Newcastle Manager Alan Pardew has taken a pioneering decision to build a prayer room at Newcastle's football and training ground for his Muslim stars Demba Ba, Pappa Cisse and Hatem Ben Arfa.
LM in an article that was way ahead of its time almost 3 years ago highlighted the amazing Muslim contribution to the Premiership but asked the question what are football and in particular Premier League's Clubs doing to accommodate the religious beliefs of Muslims on and off the pitch. One should take an opportunity of mentioning my team QPR whose manager at the time Neil Warnock showed an excellent and positive understanding about Muslim requirements during Ramadan by allowing Adel Tarrabt a flexible approach to training during his Fast.
More recently LM has singled out the current superb Muslim footballers on display in English Football as well as some more peculiar comments by Muslim players like Hatem Ben Arfa. However, despite this superb level of Muslim talent LM finds it noticeable that I have almost been a lone voice in the wilderness showcasing brilliant Muslim footballers.
How interesting that Comics like the Excrement and Mail who never have a decent word to say about Muslims or Islam are reporting this story sympathetically here and here. In addition, they along with the Goal article above are finally following my lead and commending the positive contribution of Muslim footballers.

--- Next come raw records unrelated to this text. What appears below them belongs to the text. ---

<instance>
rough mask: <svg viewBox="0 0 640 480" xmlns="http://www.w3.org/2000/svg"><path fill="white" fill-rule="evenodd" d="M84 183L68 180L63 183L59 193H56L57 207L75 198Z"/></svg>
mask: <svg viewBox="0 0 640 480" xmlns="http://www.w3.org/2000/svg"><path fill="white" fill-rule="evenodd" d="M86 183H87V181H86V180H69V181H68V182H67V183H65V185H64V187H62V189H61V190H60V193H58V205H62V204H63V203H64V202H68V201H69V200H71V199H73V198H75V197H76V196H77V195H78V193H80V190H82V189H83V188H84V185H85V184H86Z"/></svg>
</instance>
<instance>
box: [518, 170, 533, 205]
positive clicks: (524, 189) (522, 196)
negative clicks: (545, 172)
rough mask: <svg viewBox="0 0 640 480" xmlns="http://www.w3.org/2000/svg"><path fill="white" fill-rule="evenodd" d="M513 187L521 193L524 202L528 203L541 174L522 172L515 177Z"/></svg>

While praising Alan Pardew not just in terms of his football managerial ability this season but also for his and Newcastle's superb willingness to embrace players of faith one also continues to wonder why with teams like Man City owned by a Muslim more is not being to promote Islam and more generally any faith as a vehicle for showcasing how Religion and Sport do mix with positive results and fantastic Muslim role models.
With Ramadan on the horizon perhaps LM can lay a challenge at the door of my team QPR by urging them with a host of fabulous Muslim players like Armand Trarore Tarrabt and devout Muslim Taye Taiwo to finally and belatedly pull their finger out by embracing the religious requirements of their players as they hope to build a new training ground in diverse Southall, West London.